Eldoret or El Dorado? How a naming puzzle was solved

Ongoing construction of Eldoret 64 Stadium, June 15, 2022. [Stephen Rutto, Standard]

When the whites arrived in Kenya at the end of the 19th Century, they found many local names hard to pronounce. Many areas had Maasai names since the community used these locations as grazing and watering grounds for their cattle. Nairobi, Nakuru, Naivasha and many others are all 'modernised' Maasai names. 

Then there were those places whose names grew organically. Among these is Eldoret. Boers from South Africa and the British invaded the area in early 20th Century. There was a scramble of sorts for the rich Rift Valley highlands.

Uasin Gishu would have been the first African settlement for European Jews before such plans flopped in 1905. Two years later, British authorities made land offers to the Boers in order to exploit the farming opportunities in the region.

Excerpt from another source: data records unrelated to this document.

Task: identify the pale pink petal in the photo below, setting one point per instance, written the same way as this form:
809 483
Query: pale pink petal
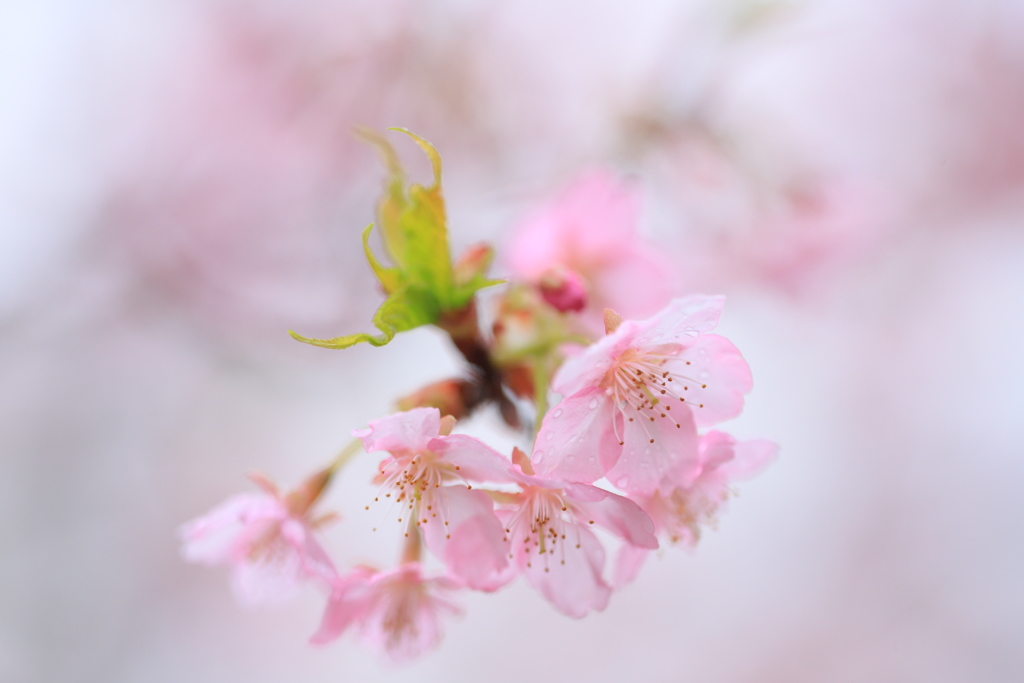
681 321
576 441
223 534
475 460
715 378
403 619
615 513
271 580
586 226
312 557
588 368
576 587
401 432
348 603
655 452
472 545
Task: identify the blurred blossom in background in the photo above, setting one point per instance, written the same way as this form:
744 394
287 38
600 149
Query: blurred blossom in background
179 186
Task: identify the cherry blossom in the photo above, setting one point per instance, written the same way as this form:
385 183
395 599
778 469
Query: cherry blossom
427 474
397 611
266 539
691 504
591 230
633 397
551 542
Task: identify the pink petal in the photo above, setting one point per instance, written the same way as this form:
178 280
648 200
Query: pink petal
576 587
615 513
347 604
269 581
223 534
674 455
592 222
681 321
588 369
576 441
476 461
715 361
313 558
401 432
476 551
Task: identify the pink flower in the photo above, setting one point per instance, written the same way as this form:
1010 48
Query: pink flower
591 229
267 540
552 544
427 474
397 611
690 504
632 399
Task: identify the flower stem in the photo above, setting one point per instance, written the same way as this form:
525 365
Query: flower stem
413 549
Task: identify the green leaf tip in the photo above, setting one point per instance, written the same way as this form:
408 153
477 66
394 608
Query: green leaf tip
422 284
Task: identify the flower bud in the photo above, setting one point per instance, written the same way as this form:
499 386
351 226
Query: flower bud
563 289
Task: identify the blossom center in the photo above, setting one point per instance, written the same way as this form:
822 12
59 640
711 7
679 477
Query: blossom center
644 390
540 524
415 482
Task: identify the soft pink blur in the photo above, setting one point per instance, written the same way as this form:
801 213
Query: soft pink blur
178 187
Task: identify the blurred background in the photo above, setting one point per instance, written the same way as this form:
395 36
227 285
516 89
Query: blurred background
179 186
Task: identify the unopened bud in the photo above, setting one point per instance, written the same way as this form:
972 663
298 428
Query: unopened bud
563 289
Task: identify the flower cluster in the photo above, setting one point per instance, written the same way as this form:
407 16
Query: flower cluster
617 463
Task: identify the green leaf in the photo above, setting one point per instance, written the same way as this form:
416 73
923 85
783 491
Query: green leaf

Among the Boers was Jansen van Rensburg who came to scout the colony in 1907. Rensburg was promised that should he bring up 30 families or more, Uasin Gishu would belong to South Africans with each settler getting a farm proportionate to the extent of his assets. The offer was too good for Rensburg to turn down.

The Boer secured promises from 50 families and started the trek from South Africa to Kenya in June 1908. Their arrival made authorities to subdivide land in Uasin Gishu into smaller plots.

Plot Number 64 fell on Willie Van Aardt though the local post office gave the plot's address as Eldore River that merged with Sosiani, or 'Saucy Annie' to the locals. The settlers called the place  '64', a name still used for some establishments like the main stadium in Eldoret.

Nobody, it seemed, was sure what to call the new urban settlement. A visit by then Governor Sir Percy Girouard solved the puzzle. One speaker, hoping to curry favour with the governor suggested the town be named in his honour. But the governor refused, saying no settler would spell the name while no local could manage to pronounce it.

"In view of the wonderful prospects of the young district, it was a happy omen that its present name should be so like El Dorado," wrote Christine Nicholls in Red Strangers: The White Tribe of Kenya. El Dorado is a mythical place early explorers believed was a city full of gold and other precious stones in the Americas.

Eldore River or 64 was Kenya's El Dorado. However, the governor suggested that a 't' be added to Eldore "as many place names in the district ended with this letter". And so we got a Kenyan name for a town in a region that would have either gone to the Zionists or became a permanent settlement for South African Boers.